TFLite(LiteRT) - Analytical AI

Overview

TFLite serves as the primary inference engine for analytical AI on MediaTek Genio platforms. This section describes the TFLite ecosystem, its internal architecture, and the built-in tools available for evaluation and development.

To understand the role of TFLite within the Genio environment, developers must view it both as a component of the broader analytical AI workflow and as a standalone runtime ecosystem.

High-Level Context

The following figure identifies the TFLite Interpreter as the core engine for online inference within the analytical AI path. While models are prepared on a host (PC), the Interpreter manages the final execution and hardware delegation on the Genio device.

High-level analytical AI architecture highlighting the TFLite Interpreter

Detailed Ecosystem and Delegation

The figure below provides a detailed view of the TFLite ecosystem on MediaTek platforms. It illustrates how the TFLite Interpreter acts as a central dispatcher, using delegates to dispatch specific operations to optimized hardware backends.

Detailed TFLite interpreter, delegate, and backend architecture

To optimize AI performance, the Interpreter dispatches workloads through three primary execution paths: CPU, GPU, and NPU.

Standard CPU Path (Default and Fallback)

This path ensures model execution integrity. If no delegate is specified, or if an operation is not supported by hardware accelerators, the Interpreter falls back to the CPU.

CPU Path Components

Component

Source

Function

TensorFlow Internal Kernel

Google (Open Source)

Provides the reference implementation for all standard TFLite operators.

CPU Backend

Arm (Open Source)

Executes operations on the ARM Neon instruction set for universal compatibility.

GPU Acceleration Path

The GPU path is suitable for various vision and multimedia inference scenarios that benefit from parallel processing.

GPU Path Components

Component

Source

Function

TensorFlow GPU Delegate

Google (Open Source)

Interfaces with the Interpreter to offload a broad set of vision-related operators.

GPU Backend (OpenCL)

Google (Open Source)

Utilizes OpenGL ES compute shaders and OpenCL to run workloads on the Mali GPU.

NPU Acceleration Path (NeuroPilot)

This path provides the highest efficiency and performance for supported neural network operations by utilizing MediaTek’s dedicated AI hardware.

NPU Path Components

Component

Source

Function

Stable Delegate

Google (Open Source)

Provides a stable ABI (Application Binary Interface) for hardware vendor integrations.

Neuron Delegate

MediaTek (Proprietary)

Acts as the MediaTek-specific implementation of the TFLite Stable Delegate.

Neuron Adapter / Runtime

MediaTek (Proprietary)

Manages model compilation on-device and schedules tasks across NPU engines.

VPU / MDLA Backends

MediaTek (Proprietary)

Dedicated hardware engines (Video Processing Unit and Deep Learning Accelerator) for AI inference.

Note

On evaluation boards with an MDLA-enabled SoC (all Genio platforms except Genio 350), TFLite supports both the online inference path and the offline inference path.

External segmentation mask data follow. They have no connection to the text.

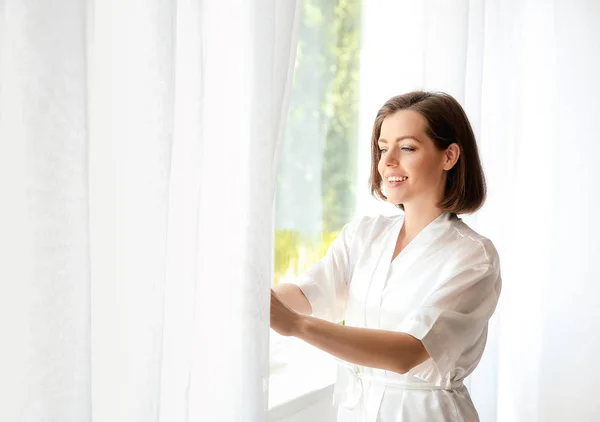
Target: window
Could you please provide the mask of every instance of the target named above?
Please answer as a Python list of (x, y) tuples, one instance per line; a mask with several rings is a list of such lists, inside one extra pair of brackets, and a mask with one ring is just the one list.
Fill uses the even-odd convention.
[(356, 209), (359, 0), (304, 0), (275, 199), (275, 280), (318, 260)]
[[(274, 284), (313, 265), (355, 215), (360, 27), (360, 0), (303, 0), (275, 197)], [(320, 388), (319, 382), (331, 383), (331, 360), (326, 379), (315, 364), (324, 353), (273, 332), (272, 338), (271, 391), (278, 397), (271, 396), (271, 405), (285, 400), (285, 394), (293, 397), (302, 389)], [(290, 375), (296, 363), (307, 360), (320, 379), (303, 376), (306, 368)], [(274, 378), (283, 372), (294, 377), (288, 384), (299, 390), (275, 387)]]

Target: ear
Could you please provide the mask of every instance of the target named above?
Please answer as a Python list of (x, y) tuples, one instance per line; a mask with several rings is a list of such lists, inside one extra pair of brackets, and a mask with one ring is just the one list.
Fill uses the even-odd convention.
[(457, 143), (450, 144), (444, 151), (444, 170), (451, 170), (460, 157), (460, 147)]

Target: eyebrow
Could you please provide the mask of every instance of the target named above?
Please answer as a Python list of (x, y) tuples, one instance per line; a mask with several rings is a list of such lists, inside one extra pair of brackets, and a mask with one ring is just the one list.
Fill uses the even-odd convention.
[[(414, 137), (414, 136), (411, 136), (411, 135), (399, 136), (398, 138), (396, 138), (396, 142), (400, 142), (400, 141), (403, 141), (403, 140), (405, 140), (405, 139), (414, 139), (415, 141), (422, 143), (422, 142), (419, 140), (419, 138), (416, 138), (416, 137)], [(383, 138), (379, 138), (379, 139), (377, 140), (377, 142), (378, 142), (378, 143), (382, 143), (382, 144), (387, 144), (387, 143), (388, 143), (388, 142), (387, 142), (385, 139), (383, 139)]]

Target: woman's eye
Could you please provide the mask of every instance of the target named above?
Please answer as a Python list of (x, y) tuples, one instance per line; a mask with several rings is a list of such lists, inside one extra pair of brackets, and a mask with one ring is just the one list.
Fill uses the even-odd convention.
[[(413, 152), (415, 150), (416, 150), (416, 148), (413, 148), (413, 147), (402, 147), (402, 148), (400, 148), (400, 151), (406, 151), (406, 152)], [(381, 153), (381, 155), (385, 154), (387, 151), (388, 150), (384, 149), (384, 148), (382, 148), (382, 149), (379, 150), (379, 152)]]

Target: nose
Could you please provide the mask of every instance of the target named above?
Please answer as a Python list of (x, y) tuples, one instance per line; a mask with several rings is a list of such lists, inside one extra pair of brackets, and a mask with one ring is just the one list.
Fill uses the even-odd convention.
[(390, 148), (385, 155), (382, 157), (383, 163), (386, 167), (396, 167), (398, 165), (398, 148)]

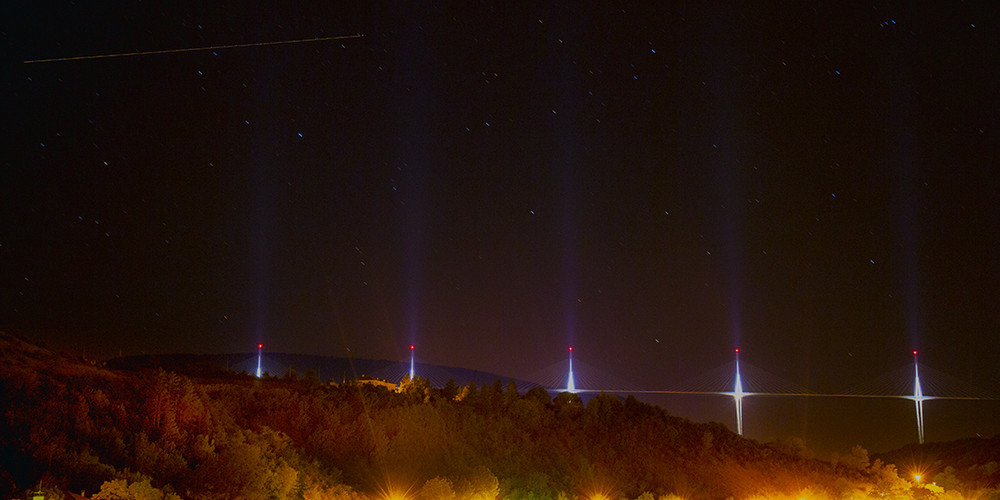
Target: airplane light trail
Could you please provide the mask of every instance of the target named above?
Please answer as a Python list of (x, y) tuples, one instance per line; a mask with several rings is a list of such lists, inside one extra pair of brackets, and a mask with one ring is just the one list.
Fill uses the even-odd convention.
[(212, 45), (210, 47), (189, 47), (184, 49), (149, 50), (143, 52), (119, 52), (115, 54), (98, 54), (98, 55), (75, 56), (75, 57), (55, 57), (51, 59), (31, 59), (28, 61), (24, 61), (24, 64), (37, 64), (37, 63), (60, 62), (60, 61), (82, 61), (86, 59), (110, 59), (112, 57), (148, 56), (153, 54), (174, 54), (178, 52), (198, 52), (203, 50), (240, 49), (244, 47), (264, 47), (268, 45), (288, 45), (292, 43), (304, 43), (304, 42), (326, 42), (329, 40), (346, 40), (349, 38), (362, 38), (362, 37), (364, 37), (363, 34), (357, 33), (354, 35), (328, 36), (322, 38), (301, 38), (298, 40), (281, 40), (277, 42), (237, 43), (232, 45)]

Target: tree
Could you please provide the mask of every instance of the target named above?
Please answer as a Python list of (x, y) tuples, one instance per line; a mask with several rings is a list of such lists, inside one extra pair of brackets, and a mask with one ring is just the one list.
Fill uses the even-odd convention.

For a detailed comparison of these deployment strategies and their respective workflows, refer to Software Architecture. Additional technical discussions are available on the Genio Community forum.

Built-In Tools and Applications (Yocto)

The IoT Yocto distribution includes several built-in benchmarking tools and demonstration applications. These resources enable developers to evaluate hardware performance and verify TFLite integration immediately after booting the system.

Performance Benchmarking

MediaTek provides the benchmark_tool to measure inference latency and resource utilization across different hardware backends. This tool includes:

  • Online Inference Benchmarks: Based on the upstream benchmark_model utility.

  • Offline Inference Benchmarks: A Python-based application benchmark.py for driving compiled DLA models through the Neuron runtime.

For usage instructions, see Benchmark Tool.

Demonstration Applications

To illustrate real-world integration, the Yocto image provides two primary demo frameworks:

  • Label Image: A classic image classification example using label_image.py to demonstrate basic TFLite Interpreter usage and hardware delegation. Refer to Label Image.

  • NNStreamer: A powerful GStreamer-based framework for building efficient AI pipelines. MediaTek provides a dedicated tensor_filter subplugin for the Neuron SDK. Refer to NNStreamer.